Why does society give a pass to celebrities? Why do we shrug and excuse the behaviour of people because they have achieved a certain level of fame? Consider Drake for example. The 31-year-old Canadian artist is allegedly in a relationship with 18-year-old model Bella Harris. As well as this, “Stranger Things” actress Millie Bobby Brown, aged 14, revealed that Drake had been giving her relationship advice. Neither of these things are illegal, of course, but when context is factored in, the situation seems totally at odds to the time and society that we’re living in.

“Celebrity dates model/singer” isn’t a headline that would make anybody stop and pause. What about “31-year-old dates 18-year-old school leaver”? That framing feels different, but it shouldn’t. Drake’s alleged penchant for dating teenagers makes me queasy and not just because of the age gap; there’s also a power imbalance. Bella Harris is a model. Drake is one of the most famous artists on the planet. Being associated with him can launch a career. That imbalance is problematic.

It is undeniable that we accept things that happen in celebrity culture that we don’t in our own society. Having a hit track shouldn’t exempt you from scrutiny when your behaviour is questionable. It is that kind of exemption that creates a disconnect between behaviour that we expect in everyday life and the kind of behaviour we tolerate from celebrities.

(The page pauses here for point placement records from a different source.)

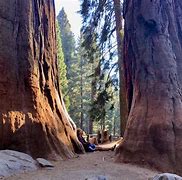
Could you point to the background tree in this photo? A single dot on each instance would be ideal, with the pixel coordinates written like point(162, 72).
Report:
point(152, 59)
point(73, 67)
point(99, 27)
point(33, 118)
point(62, 70)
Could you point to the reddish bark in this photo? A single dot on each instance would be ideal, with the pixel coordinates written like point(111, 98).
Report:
point(153, 72)
point(32, 114)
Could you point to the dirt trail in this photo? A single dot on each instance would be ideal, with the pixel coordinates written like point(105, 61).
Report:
point(88, 167)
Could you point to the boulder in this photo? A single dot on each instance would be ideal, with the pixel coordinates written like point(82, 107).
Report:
point(12, 162)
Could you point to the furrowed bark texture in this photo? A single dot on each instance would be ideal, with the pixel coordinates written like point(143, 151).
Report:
point(153, 72)
point(33, 118)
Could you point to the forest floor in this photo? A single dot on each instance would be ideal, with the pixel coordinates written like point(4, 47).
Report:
point(90, 166)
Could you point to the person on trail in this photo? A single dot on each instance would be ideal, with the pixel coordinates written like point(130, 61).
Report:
point(87, 146)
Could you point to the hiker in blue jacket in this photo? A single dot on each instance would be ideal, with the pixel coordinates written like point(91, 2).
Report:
point(87, 146)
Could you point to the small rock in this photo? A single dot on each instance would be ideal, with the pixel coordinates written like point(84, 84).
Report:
point(102, 178)
point(12, 162)
point(167, 176)
point(44, 163)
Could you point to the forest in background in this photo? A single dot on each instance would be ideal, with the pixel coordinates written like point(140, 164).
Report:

When we turn a blind eye to aberrant behaviours, or worse, excuse them because a person is famous, we unwittingly become apologists for a whole range of questionable actions. Drake is able to date anyone he wants who is of age, and there is no law about texting relationship advice to young girls. But equally, there is nothing wrong with asking questions where there is genuine doubt. In fact, when it comes to celebrities, history would suggest that we have a moral imperative to ask.